VI Domingo de Pascua
«El que me ama guardará mi palabra». Amar en el Evangelio no es la emoción que ablanda, la pasión que devora, el ímpetu que hace traspasar. Amar se traduce siempre por un verbo: dar, «no hay amor más grande que dar la vida». (Jn 15,13). Se trata de dar tiempo y corazón a Dios y hacerle un lugar. Entonces podrás observar su Palabra, podrás guardarla con cuidado, para que no se pierda ni una sola sílaba, como un amante con las palabras de su amada; podrás seguirla con la confianza de un niño hacia su madre o su padre. Guardará mi palabra, y hemos entendido mal: guardará mis mandamientos. Pero no, la Palabra es mucho más que un mandamiento o una ley: sana, ilumina, da alas, consuela, salva, crea. La Palabra siembra de vida los campos de la vida, impulsa, sabe a pan, sopla con fuerza en las velas de tu velero.
La Palabra culminante de Jesús es amarás. Guardarás, seguirás el amor. Esa es la casa de Dios, el cielo donde él habita, por eso vendremos y moraremos en él. Si uno ama, genera el Evangelio. Si amaremos, nosotros también, como María, nos convertiremos en la madre de Cristo, le daremos carne e historia, «llevaremos a Dios en nosotros» (San Basilio el Grande).
Para utilizar una frase que resume esta relación especial que Dios quiere tener con cada uno de nosotros, podríamos decir -utilizando las palabras de Gabriel García Márquez -escritor y periodista colombiano- que Dios nos está diciendo hoy: «Me bastaría con tener la certeza de que tú y yo existimos en este momento».
Dos palabras más de Jesús, hoy, para retener en nosotros: una es una promesa, vendrá el Espíritu Santo; otra es una realidad: Yo os doy mi paz.
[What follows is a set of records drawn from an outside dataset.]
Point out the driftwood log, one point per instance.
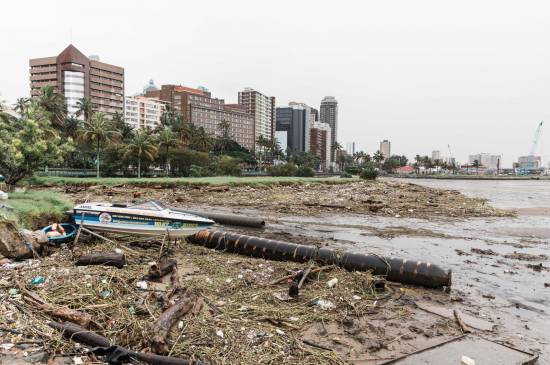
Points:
(161, 327)
(101, 258)
(67, 314)
(81, 335)
(158, 270)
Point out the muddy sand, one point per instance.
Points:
(244, 318)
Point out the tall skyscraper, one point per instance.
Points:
(201, 109)
(319, 143)
(291, 127)
(262, 107)
(76, 76)
(309, 120)
(329, 114)
(385, 148)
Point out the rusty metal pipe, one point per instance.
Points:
(395, 269)
(228, 219)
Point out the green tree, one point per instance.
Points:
(98, 131)
(141, 147)
(53, 103)
(167, 139)
(70, 127)
(125, 130)
(223, 142)
(200, 140)
(84, 108)
(378, 157)
(21, 105)
(29, 143)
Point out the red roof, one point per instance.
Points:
(189, 90)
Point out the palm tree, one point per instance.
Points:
(141, 146)
(54, 103)
(167, 139)
(98, 131)
(70, 127)
(21, 105)
(225, 139)
(378, 157)
(84, 106)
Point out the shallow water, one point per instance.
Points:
(509, 280)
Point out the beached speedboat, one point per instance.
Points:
(150, 218)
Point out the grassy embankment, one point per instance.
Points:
(186, 181)
(36, 209)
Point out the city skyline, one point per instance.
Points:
(465, 85)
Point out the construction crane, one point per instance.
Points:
(531, 157)
(451, 161)
(536, 139)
El Espíritu vendrá, os enseñará, os devolverá al corazón todo lo que os he dicho. Te devolverá al corazón los hechos y las palabras de Jesús, de cuando pasaba y curaba la vida, y decía palabras que no podías ver en el fondo. Pero no bastará, el Espíritu abrirá un espacio de conquistas y descubrimientos: os enseñará nuevas sílabas divinas y palabras nunca dichas. Será el recuerdo ardiente de lo que sucedió en aquellos días irrepetibles y al mismo tiempo será el genio, para respuestas libres e inéditas, para hoy y para mañana.
Y luego: Os dejo la paz, os doy mi paz. No es un deseo, sino un anuncio, en presente: la paz «ya está» aquí, está dada, ya estáis en paz con Dios, con los hombres, con vosotros mismos. La paz desciende, la paz llueve sobre los corazones y los días. Se acabó el dominio del miedo: el dragón de la violencia no vencerá. Es la paz. Un milagro continuamente traicionado (actualmente traicionado 56 veces, tantos como las guerras actuales en el mundo), continuamente rehecho, pero del que no podemos cansarnos. Paz que no se compra ni se vende, sino que es don y conquista paciente, como un artesano con su arte.
No como el mundo la da, yo te la doy... el mundo busca la paz como un equilibrio de miedos o como la victoria del más fuerte; no se preocupa de los derechos del otro, sino de cómo arrebatarle otro trozo de su derecho. Shalom significa, en cambio, plenitud: «es el Reino de Dios el que hace florecer nuestra vida en todas sus formas».
Y finalmente, y vendremos a él y haremos morada en él. La pasión por unirse habita la historia de Dios y del hombre, de modo que Dios ha buscado durante milenios un pueblo y profetas de fuego, reyes y mendigos, y por último una mujer de Nazaret para entrar en comunión con la humanidad. Tomás de Aquino decía que el amor es pasión por unirse al amado. Dios es amor, pasión por unirse a la humanidad.
Y a esta mujer de Nazaret nos dirigimos hoy, en el cuarto día de la novena en su honor, para pedir el gran don del Espíritu: la paz. Aquella que, como decimos en la oración de Acuerdate, comparte la gloria de Dios y es escuchada por Jesus.
Partícipe de la gloria de su Hijo, María tiene un «poder» de intercesión muy especial. Una antigua oración del cristianismo oriental dice: «En tu condición de Madre de Dios, puedes hablar abiertamente con el que ha nacido de ti, el Verbo de Dios que es sin principio como el Padre y de la sustancia del Espíritu; por tanto, no dejes de implorarle, tú que estás exaltada por encima de toda imperfección, que salves del peligro a los que te exaltan como Madre de Dios…». Pidámosle pues el don de la paz: en nuestros corazones, en nuestras familias, en nuestros lugares de trabajo, en nuestra sociedad, en nuestra Iglesia.